AmpliTech Group, Inc. 8-K
Research Summary
AI-generated summary
AmpliTech Group Announces Executive Employment Deals; Closes $9.04M Offering
What Happened
- AmpliTech Group, Inc. (AMPG) filed an 8-K reporting that on January 30, 2026 it entered three executive employment agreements effective October 1, 2025 with CEO/President/CTO Fawad Maqbool, COO Jorge Flores, and CFO Louisa Sanfratello. The agreements run three years with automatic one-year renewals and include base salaries, annual bonus targets, equity grants, vacation and standard executive benefits. The filing also reports that on January 27, 2026 AmpliTech closed a registered direct offering raising approximately $9,042,650 gross, and on February 2, 2026 the company announced Nasdaq approval to list the Series A and Series B rights issued in that offering.
Key Details
- Executive terms:
- Fawad Maqbool: $600,000 base salary; annual target bonus up to 75% of base (FY2025 bonus capped at $200,000); grant of a 200,000-share incentive stock option plus 50,000 RSUs that vest immediately; 6 weeks vacation.
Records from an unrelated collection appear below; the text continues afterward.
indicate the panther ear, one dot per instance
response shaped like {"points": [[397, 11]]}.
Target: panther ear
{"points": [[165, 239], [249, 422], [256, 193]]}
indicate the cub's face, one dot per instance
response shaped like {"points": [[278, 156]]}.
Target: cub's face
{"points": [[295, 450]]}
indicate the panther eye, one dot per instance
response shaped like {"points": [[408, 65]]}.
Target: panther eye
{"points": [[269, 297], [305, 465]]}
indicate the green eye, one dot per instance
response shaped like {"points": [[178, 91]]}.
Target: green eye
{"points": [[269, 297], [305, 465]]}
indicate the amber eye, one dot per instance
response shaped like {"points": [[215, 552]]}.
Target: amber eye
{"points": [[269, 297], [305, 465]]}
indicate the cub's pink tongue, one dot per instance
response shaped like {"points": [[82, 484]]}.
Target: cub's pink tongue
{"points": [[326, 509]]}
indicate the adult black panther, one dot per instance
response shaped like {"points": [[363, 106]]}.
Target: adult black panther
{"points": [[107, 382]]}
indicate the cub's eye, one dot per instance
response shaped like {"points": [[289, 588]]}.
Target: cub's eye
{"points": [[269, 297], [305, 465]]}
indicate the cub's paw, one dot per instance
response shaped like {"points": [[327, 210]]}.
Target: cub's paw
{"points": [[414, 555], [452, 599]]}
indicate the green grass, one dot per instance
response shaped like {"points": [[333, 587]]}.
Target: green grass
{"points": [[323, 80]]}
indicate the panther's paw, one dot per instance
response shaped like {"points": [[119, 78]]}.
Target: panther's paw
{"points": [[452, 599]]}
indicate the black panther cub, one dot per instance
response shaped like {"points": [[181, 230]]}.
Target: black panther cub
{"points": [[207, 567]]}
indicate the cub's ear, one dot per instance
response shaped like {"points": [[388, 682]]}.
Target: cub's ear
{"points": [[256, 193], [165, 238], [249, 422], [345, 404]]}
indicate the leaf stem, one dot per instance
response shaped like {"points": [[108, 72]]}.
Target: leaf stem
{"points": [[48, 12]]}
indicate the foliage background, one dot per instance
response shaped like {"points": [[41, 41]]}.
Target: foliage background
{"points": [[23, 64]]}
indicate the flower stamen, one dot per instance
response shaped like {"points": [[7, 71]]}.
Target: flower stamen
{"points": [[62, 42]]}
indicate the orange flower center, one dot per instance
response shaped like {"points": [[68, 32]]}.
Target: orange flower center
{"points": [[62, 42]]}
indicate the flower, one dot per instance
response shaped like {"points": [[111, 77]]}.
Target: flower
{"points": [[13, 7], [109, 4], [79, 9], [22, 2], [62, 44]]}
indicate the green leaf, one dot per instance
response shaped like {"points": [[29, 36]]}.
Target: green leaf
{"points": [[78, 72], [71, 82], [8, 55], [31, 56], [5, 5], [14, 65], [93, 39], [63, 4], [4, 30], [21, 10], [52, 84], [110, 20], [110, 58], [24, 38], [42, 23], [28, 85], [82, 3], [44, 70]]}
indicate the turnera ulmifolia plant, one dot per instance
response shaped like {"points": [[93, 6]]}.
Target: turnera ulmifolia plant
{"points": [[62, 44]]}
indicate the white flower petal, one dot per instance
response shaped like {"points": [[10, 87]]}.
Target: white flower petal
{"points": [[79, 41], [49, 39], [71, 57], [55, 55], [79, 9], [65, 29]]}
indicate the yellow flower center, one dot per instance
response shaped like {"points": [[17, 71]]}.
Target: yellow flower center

- Jorge Flores (COO) and Louisa Sanfratello (CFO): $350,000 base salary each; annual target bonus up to 45% of base; each received a 200,000-share option and 50,000 RSUs that vest immediately; 6 weeks vacation.
- Option vesting for each: 25% vests on first anniversary of grant, remaining 75% vests in 36 equal monthly installments.
- Severance highlights:
- Maqbool: outside change-of-control, up to 18 months base salary severance; inside change-of-control, cash severance equal to three times base salary plus target bonus and full accelerated vesting of equity.
- Flores and Sanfratello: outside change-of-control, 12 months base severance; inside change-of-control, two times base salary plus target bonus and full accelerated vesting; COBRA continuation and outplacement up to $50,000 provided in various scenarios.
- Registered direct offering: 2,230,033 units at $4.055 per unit (one share + Series A right to buy at $5.00 + Series B right to buy at $6.00); gross proceeds ~ $9.04M before fees.
Why It Matters
- For investors, these agreements increase near-term compensation expense and create potential dilution from the newly granted options/RSUs and from the rights issued in the registered direct offering if exercised. The offering provides the company with ~ $9.04M in gross cash proceeds, improving liquidity; the Series A/B rights could bring additional capital if exercised at $5.00/$6.00 per share. The change-of-control severance provisions could result in sizable cash and equity acceleration obligations in certain corporate-change scenarios.